Członkami byłego zarządu Grupy Azoty Police byli Krzysztof Jałosiński, Wojciech Naruć, Rafał Kuźmiczonek i Anna Podolak. Według informacji podanych przez „Gazetę Polską Codziennie”, mieli oni wydać 200 milionów złotych na kopalnię w Senegalu, z której miano wydobywać fosforyty. Problem jednak w tym, że nie przyniosła ona żadnego zysku i nie wydobyto z niej ani grama materiału.

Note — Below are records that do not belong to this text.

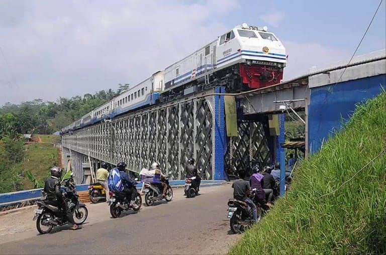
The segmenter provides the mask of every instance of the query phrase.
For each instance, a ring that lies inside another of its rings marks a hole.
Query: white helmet
[[[151,169],[153,170],[155,169],[158,169],[159,168],[159,164],[157,162],[153,162],[151,164]]]

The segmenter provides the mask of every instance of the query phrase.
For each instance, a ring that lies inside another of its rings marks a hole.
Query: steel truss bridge
[[[106,120],[62,136],[64,163],[70,158],[78,183],[86,181],[90,166],[102,161],[127,163],[138,173],[159,162],[170,177],[184,178],[184,166],[192,157],[203,179],[224,180],[251,162],[267,163],[278,158],[283,134],[269,135],[268,114],[281,112],[278,100],[302,99],[309,95],[308,77],[236,94],[223,87],[213,88]],[[237,109],[238,136],[225,130],[224,95],[234,95]],[[292,103],[304,108],[304,100]],[[283,114],[280,119],[283,130]]]

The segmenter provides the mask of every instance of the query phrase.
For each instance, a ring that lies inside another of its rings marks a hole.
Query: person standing
[[[106,201],[110,198],[109,186],[107,185],[107,177],[109,176],[110,169],[110,165],[109,163],[103,162],[101,165],[101,168],[96,170],[96,182],[100,183],[105,189],[105,192],[106,194]]]

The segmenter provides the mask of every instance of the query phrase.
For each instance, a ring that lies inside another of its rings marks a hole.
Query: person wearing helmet
[[[54,167],[50,170],[50,171],[51,176],[46,180],[43,189],[44,191],[47,193],[47,203],[59,207],[65,212],[67,220],[72,224],[72,229],[80,229],[82,227],[75,223],[72,213],[67,206],[60,189],[60,180],[63,172],[62,169],[58,167]]]
[[[265,193],[265,199],[268,203],[272,202],[273,197],[273,189],[275,187],[275,179],[271,175],[272,169],[268,166],[265,166],[263,169],[261,174],[263,175],[263,190]]]
[[[249,185],[251,187],[251,190],[253,190],[256,189],[255,193],[255,198],[258,200],[263,201],[265,199],[265,193],[263,190],[262,181],[264,177],[260,173],[261,172],[258,166],[256,165],[252,169],[253,174],[249,178]]]
[[[101,168],[96,170],[96,182],[102,185],[105,189],[106,194],[106,200],[108,200],[110,197],[109,195],[109,186],[107,185],[107,177],[109,176],[109,170],[110,169],[110,165],[107,162],[102,162],[101,164]]]
[[[275,169],[271,171],[271,174],[275,179],[275,181],[276,182],[280,181],[280,163],[276,162],[275,163]],[[285,179],[287,179],[291,175],[290,172],[285,172]]]
[[[185,166],[185,172],[186,173],[186,178],[196,177],[194,180],[195,186],[197,188],[197,193],[200,190],[200,185],[201,184],[201,178],[199,175],[197,168],[195,166],[195,159],[190,158],[187,160],[187,164]]]
[[[133,181],[126,172],[126,163],[120,162],[117,164],[117,168],[119,170],[119,175],[121,176],[121,180],[123,184],[123,193],[125,193],[126,198],[130,199],[130,205],[133,205],[132,201],[135,199],[137,195],[136,188],[137,182]]]
[[[154,171],[154,173],[155,173],[156,171],[159,171],[159,172],[161,173],[160,185],[162,190],[162,198],[165,198],[166,197],[166,192],[167,191],[168,184],[166,183],[166,179],[167,176],[163,174],[162,171],[161,171],[159,168],[159,164],[158,164],[157,162],[153,162],[153,164],[151,164],[152,171]]]

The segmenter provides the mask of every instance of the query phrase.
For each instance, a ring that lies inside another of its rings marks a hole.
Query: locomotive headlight
[[[241,28],[243,28],[244,29],[247,29],[248,28],[249,28],[249,27],[248,27],[248,24],[245,23],[245,22],[244,23],[243,23],[242,24],[241,24]]]

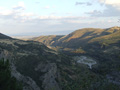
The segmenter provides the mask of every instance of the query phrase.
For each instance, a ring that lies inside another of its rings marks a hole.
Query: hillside
[[[42,42],[45,45],[52,45],[53,43],[57,42],[57,40],[60,39],[61,37],[63,37],[63,35],[49,35],[35,37],[32,40]]]
[[[12,39],[12,38],[0,33],[0,39]]]
[[[0,59],[9,59],[11,75],[23,84],[23,90],[119,90],[119,45],[99,52],[97,46],[91,50],[93,45],[86,47],[87,54],[76,56],[40,42],[1,37]]]
[[[95,42],[99,44],[112,44],[120,41],[120,27],[107,29],[84,28],[65,36],[40,36],[33,40],[42,42],[45,45],[66,48],[79,48]]]
[[[83,55],[95,58],[98,64],[92,69],[94,72],[109,76],[107,77],[109,80],[110,77],[120,80],[118,76],[120,72],[120,27],[79,29],[61,37],[51,46],[69,56]]]

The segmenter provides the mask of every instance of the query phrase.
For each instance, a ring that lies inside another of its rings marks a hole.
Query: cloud
[[[50,6],[45,6],[45,7],[43,7],[44,9],[49,9],[50,8]]]
[[[85,12],[95,17],[119,17],[120,16],[120,0],[99,0],[100,4],[105,5],[103,11],[93,10],[91,12]]]
[[[120,0],[99,0],[99,2],[120,10]]]
[[[25,4],[24,2],[18,2],[18,5],[13,7],[14,10],[24,10],[25,9]]]
[[[87,6],[91,6],[92,3],[90,3],[90,2],[76,2],[75,5],[87,5]]]

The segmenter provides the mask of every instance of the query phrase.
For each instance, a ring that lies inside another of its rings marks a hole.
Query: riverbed
[[[93,65],[97,64],[97,62],[93,58],[88,56],[75,56],[74,60],[76,61],[76,63],[82,63],[88,65],[90,69],[92,69]]]

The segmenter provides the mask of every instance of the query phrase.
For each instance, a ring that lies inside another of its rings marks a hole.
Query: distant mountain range
[[[2,58],[9,60],[11,75],[23,90],[120,90],[120,27],[84,28],[27,41],[0,33]],[[1,83],[9,81],[1,76],[0,90],[5,90],[1,88],[9,86]]]
[[[107,29],[84,28],[76,30],[65,36],[40,36],[33,40],[45,45],[79,48],[91,43],[113,44],[120,41],[120,27]]]

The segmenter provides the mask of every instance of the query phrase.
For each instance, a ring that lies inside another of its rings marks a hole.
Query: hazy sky
[[[120,0],[1,0],[0,32],[67,34],[79,28],[120,26]]]

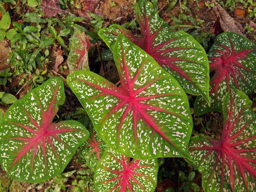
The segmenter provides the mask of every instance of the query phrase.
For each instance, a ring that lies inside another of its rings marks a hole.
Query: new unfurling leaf
[[[72,38],[71,50],[68,58],[70,73],[79,70],[90,70],[88,51],[94,45],[84,32],[77,32]]]
[[[65,100],[61,78],[53,78],[15,102],[0,124],[2,167],[30,182],[60,174],[89,132],[74,121],[52,123]]]
[[[90,126],[90,138],[80,147],[80,153],[88,167],[94,170],[108,146],[94,130],[92,124]]]
[[[192,118],[180,85],[122,34],[114,55],[120,87],[88,71],[67,80],[97,132],[110,147],[136,158],[188,157]]]

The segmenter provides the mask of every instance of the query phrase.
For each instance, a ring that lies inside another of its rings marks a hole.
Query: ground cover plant
[[[255,190],[255,4],[151,1],[0,0],[0,191]]]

Wniosek do sądu zamierza złożyć obecny zarząd z prezesem Wojciechem Wardackim na czele. Już w ubiegłym roku mówił on, że kopalnia nie przynosi żadnego zysku. – Wydaliśmy do tej pory ponad 200 milionów zł i nie mamy żadnych fosforytów, które wydobywamy i przewozimy. Wydobycie z tego słynnego złoża Lam Lam zakończyło się w 2014 roku i do końca 2014 roku nic z tego do nas nie trafiło – mówił.
Czytaj także: Sieć polskich sklepów osiąga sukces za sukcesem. Dino staje się godnym rywalem dla Biedronki i Lidla
Według słów prezesa Wardeckiego, przedstawicielom rządu i dziennikarzy pokazywano w Senegalu kopalnie, które rzekomo miały należeć do Grupy Azoty Police.
To nie jedyne nieprawidłowości, jakie wykryto w Grupie Azoty Police. Do innych należą choćby luksusowe zakupy czy wynajem lokali.
Czytaj także: Kaźmierczak: „CIT to najgłupszy podatek jaki istnieje. Trzeba go zlikwidować”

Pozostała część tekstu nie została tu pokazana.